The idea that a murderous monster may symbolize a protester or an outcast, and therefore deserve sympathy, originated with the French philosophers Gilles Deleuze and Pierre-Félix Guattari. Challenging René Girard’s explanation of the origins of irrational violence and hatred against the Other – ethnic or religious minorities who were demonized and victimized – Deleuze and Guattari extended the concept of Otherness to the vampire.
That set the stage for a paradigmatic shift in the understanding of homicidal monsters as the Other. Increasingly, such protagonists became a focus of academic attention, cultural criticism, and popular culture itself.

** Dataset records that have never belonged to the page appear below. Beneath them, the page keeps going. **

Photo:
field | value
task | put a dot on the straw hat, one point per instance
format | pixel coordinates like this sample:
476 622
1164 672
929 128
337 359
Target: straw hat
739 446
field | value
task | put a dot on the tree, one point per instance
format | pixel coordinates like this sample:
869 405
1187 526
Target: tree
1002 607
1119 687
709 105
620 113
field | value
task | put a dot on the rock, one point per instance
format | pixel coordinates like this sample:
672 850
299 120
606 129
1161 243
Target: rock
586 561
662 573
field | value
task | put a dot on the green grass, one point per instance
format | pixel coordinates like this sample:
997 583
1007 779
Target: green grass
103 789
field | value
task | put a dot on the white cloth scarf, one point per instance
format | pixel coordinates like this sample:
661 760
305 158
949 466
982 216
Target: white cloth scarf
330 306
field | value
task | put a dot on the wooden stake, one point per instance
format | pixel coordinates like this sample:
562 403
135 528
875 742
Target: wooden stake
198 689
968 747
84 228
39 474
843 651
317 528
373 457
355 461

This fixation on “empathy” toward perpetrators of extreme violence is rooted in an ideological shift in attitudes toward humans. This shift reflects the influence of the radical critique of humanism and the rejection of anthropocentrism, voiced especially by the animal-rights movement and advocates of transhumanism and posthumanism in popular culture since the 1990s (which I discuss in my book The Celebration of Death in Contemporary Culture). By legitimizing what was otherwise perceived as low entertainment, stories aestheticizing violence by idealized monsters against human characters quickly became a much sought-after commodity.

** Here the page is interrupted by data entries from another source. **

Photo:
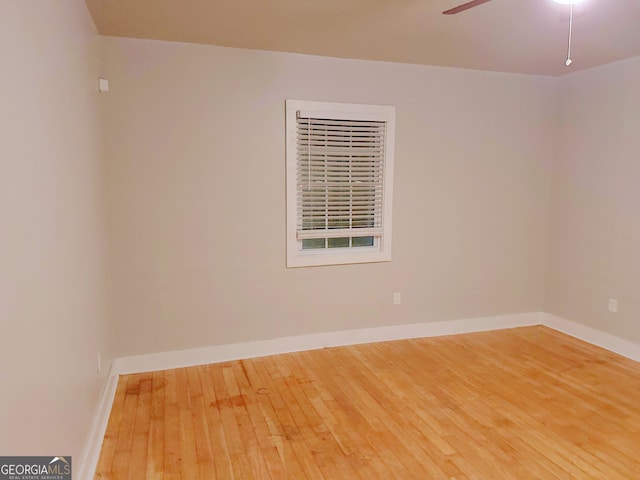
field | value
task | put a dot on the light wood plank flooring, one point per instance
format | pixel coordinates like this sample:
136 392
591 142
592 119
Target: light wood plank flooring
526 403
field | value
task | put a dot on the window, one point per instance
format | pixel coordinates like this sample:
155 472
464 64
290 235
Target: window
339 183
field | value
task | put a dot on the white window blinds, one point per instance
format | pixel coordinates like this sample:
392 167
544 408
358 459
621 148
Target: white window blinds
340 178
339 159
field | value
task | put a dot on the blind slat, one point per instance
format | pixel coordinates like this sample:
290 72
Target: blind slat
340 167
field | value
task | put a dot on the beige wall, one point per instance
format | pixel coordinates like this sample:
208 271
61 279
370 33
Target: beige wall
195 148
595 222
51 228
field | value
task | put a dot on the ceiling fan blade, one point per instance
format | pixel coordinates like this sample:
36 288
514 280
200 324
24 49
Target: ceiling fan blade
464 6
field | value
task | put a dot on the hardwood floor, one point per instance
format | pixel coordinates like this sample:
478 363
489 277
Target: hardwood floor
526 403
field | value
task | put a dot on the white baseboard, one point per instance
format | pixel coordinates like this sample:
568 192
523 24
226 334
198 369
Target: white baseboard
593 336
89 460
222 353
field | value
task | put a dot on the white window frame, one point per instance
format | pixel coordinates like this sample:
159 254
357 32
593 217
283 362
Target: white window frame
381 249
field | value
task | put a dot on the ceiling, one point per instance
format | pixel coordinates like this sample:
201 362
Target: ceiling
520 36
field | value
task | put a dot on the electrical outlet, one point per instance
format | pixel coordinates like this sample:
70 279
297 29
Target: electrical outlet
397 298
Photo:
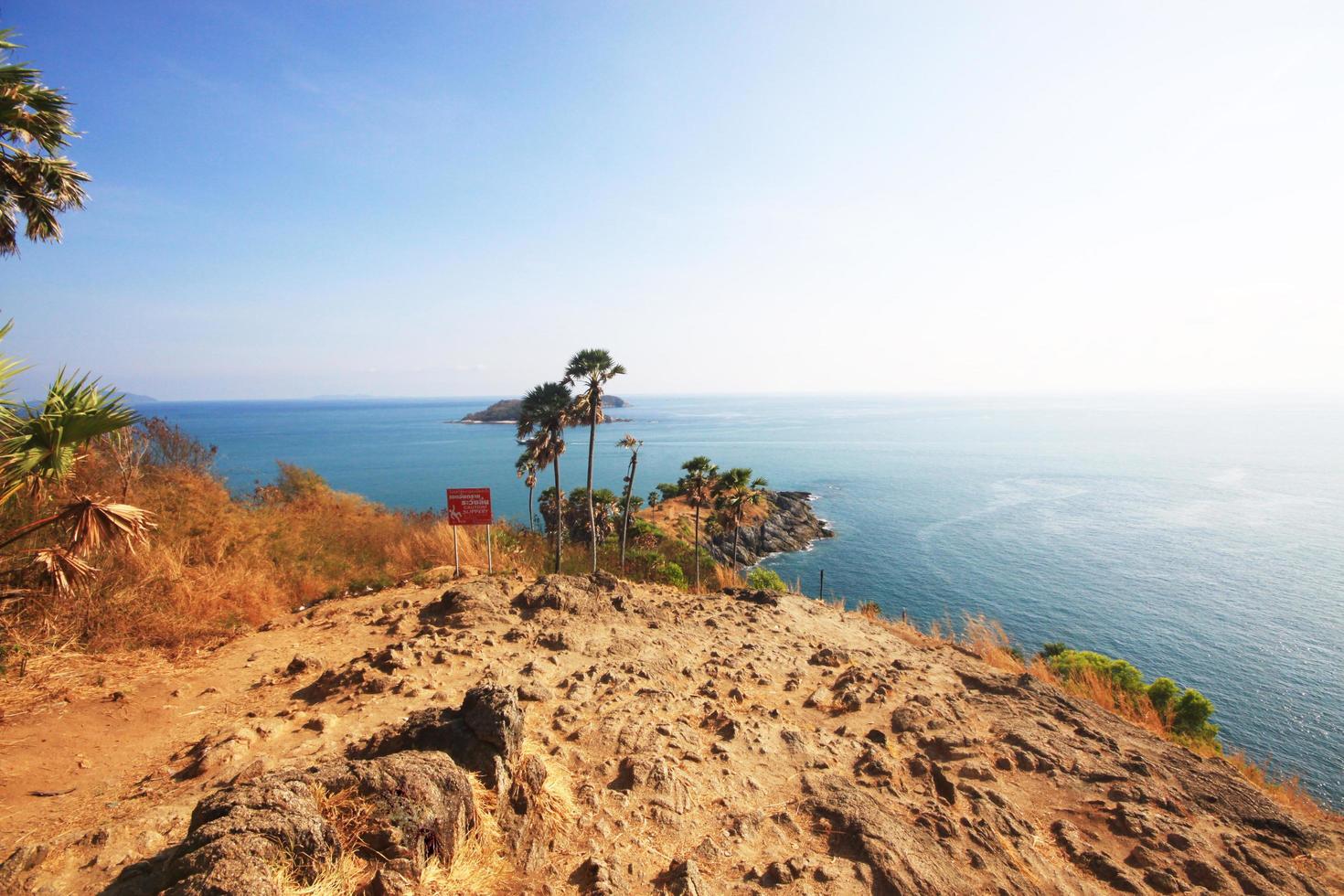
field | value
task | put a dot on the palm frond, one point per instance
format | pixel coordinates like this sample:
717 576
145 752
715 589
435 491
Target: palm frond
60 567
97 523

What are the social and political implications of this normalization of mayhem in popular culture? Writing in Time magazine, Stephanie Zacharek called Joker an exercise in “glamorized nihilism” in which the lead character “inspires chaos and anarchy.” And the film has certainly sparked fresh debate about the relationship between fictional and real-life violence.

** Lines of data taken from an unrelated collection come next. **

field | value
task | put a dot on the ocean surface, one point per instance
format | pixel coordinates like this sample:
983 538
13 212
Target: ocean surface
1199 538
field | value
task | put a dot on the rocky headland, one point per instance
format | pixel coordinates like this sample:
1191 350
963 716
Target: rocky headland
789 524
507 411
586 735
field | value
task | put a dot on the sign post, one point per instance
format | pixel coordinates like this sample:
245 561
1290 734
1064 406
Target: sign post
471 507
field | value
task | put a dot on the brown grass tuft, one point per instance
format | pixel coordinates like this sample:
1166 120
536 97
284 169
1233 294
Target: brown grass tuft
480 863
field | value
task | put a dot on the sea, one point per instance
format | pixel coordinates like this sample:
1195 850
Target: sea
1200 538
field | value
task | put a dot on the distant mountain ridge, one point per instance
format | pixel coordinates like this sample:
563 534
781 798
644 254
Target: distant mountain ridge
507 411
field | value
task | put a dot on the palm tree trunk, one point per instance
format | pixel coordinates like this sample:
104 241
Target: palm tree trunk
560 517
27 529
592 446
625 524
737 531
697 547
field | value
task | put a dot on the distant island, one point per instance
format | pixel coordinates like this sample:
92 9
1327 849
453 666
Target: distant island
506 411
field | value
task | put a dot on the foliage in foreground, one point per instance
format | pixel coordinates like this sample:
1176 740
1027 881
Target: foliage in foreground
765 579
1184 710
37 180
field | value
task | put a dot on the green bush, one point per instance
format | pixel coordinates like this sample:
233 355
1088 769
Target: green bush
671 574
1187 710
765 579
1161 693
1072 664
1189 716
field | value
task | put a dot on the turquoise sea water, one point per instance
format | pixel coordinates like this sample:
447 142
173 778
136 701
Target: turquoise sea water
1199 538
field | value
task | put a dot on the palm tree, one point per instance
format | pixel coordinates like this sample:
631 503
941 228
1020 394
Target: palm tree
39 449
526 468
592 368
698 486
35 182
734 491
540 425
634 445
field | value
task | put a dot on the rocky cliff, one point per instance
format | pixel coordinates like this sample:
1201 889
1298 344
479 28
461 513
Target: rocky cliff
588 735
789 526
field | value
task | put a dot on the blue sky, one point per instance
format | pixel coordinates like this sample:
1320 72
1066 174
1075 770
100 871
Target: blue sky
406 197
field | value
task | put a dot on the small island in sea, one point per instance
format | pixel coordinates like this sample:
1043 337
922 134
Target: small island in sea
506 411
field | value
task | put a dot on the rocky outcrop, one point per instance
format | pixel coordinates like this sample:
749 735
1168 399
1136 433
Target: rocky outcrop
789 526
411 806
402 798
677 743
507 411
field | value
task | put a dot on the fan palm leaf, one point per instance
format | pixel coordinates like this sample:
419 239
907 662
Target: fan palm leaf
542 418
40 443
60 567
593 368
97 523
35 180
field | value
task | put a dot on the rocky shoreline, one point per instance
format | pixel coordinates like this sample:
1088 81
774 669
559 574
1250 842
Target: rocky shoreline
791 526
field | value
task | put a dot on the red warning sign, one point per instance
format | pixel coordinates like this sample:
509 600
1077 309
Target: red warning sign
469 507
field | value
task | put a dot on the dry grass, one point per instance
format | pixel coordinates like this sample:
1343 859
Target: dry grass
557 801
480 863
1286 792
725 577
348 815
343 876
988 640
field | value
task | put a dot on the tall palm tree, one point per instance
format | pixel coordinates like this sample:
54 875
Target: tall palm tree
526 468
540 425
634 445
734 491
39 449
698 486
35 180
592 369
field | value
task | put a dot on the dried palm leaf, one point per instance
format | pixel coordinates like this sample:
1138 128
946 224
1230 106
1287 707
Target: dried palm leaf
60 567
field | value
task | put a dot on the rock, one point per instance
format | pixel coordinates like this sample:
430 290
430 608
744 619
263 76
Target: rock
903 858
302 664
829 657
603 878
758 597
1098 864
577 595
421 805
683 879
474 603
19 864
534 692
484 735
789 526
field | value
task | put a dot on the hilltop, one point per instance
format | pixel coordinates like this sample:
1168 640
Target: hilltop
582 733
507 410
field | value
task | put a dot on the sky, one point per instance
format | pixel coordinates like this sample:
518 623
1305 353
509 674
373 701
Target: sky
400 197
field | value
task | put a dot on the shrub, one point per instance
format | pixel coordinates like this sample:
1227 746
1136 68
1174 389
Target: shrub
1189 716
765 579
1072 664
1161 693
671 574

Prior to Joker’s release, the families of the victims of the 2012 mass shooting at a cinema in Aurora, Colorado, issued a letter expressing their concern about the atrocities depicted in the film. Because the Aurora shooting happened during a screening of another Warner Bros. film (The Dark Knight Rises), the letter forced the studio, Phillips, and Phoenix to address the families’ objections.
Whereas the Warner Bros. statement unabashedly advised the public not to confuse fiction with reality, Phoenix’s response summed up the changes in popular culture in recent decades: “I don’t think it’s the responsibility of a filmmaker to teach the audience morality or the difference between right [and] wrong.”
Yet, if Joker is a call for social change, then the film is ultimately about knowing right from wrong – in moral terms and from the point of view of social justice.
Time’s Zacharek spotted the seminal contradiction in the image of the Joker. “Is he a villain or a spokesperson for the downtrodden?” she asked. “The movie wants it both ways. Its doublespeak feels dishonest.” In The Atlantic, Sims agreed, saying that Phillips “positions Joker as an antihero, an evil figure who nonetheless becomes an avatar of vigilante justice within the film.”
Neither critic, however, explained the nature of this dishonesty. The Joker is a madman whose gratuitously violent acts are understood and performed as entertainment, not as a call for revolution or social change. Rather than inspiring its audience to protest against social injustice, the movie sells a commodified antihumanism that radically refutes the exceptional value of human life and democratic freedom.
Although Zacharek is certainly right that “movies don’t cause violence,” they may shape our ideas about what is permissible. After all, how could on-screen violence against humans not influence the perceived value of human life and human dignity?
Furthermore, if culture is inseparable from politics, as Phoenix believes, then the normalization of mayhem in popular culture could fuel widespread indifference to distinguishing between right and wrong in public life. We certainly should ask to what extent this indifference, advocated as a professional credo in the entertainment industry, has influenced the behavior of the showman currently occupying the White House.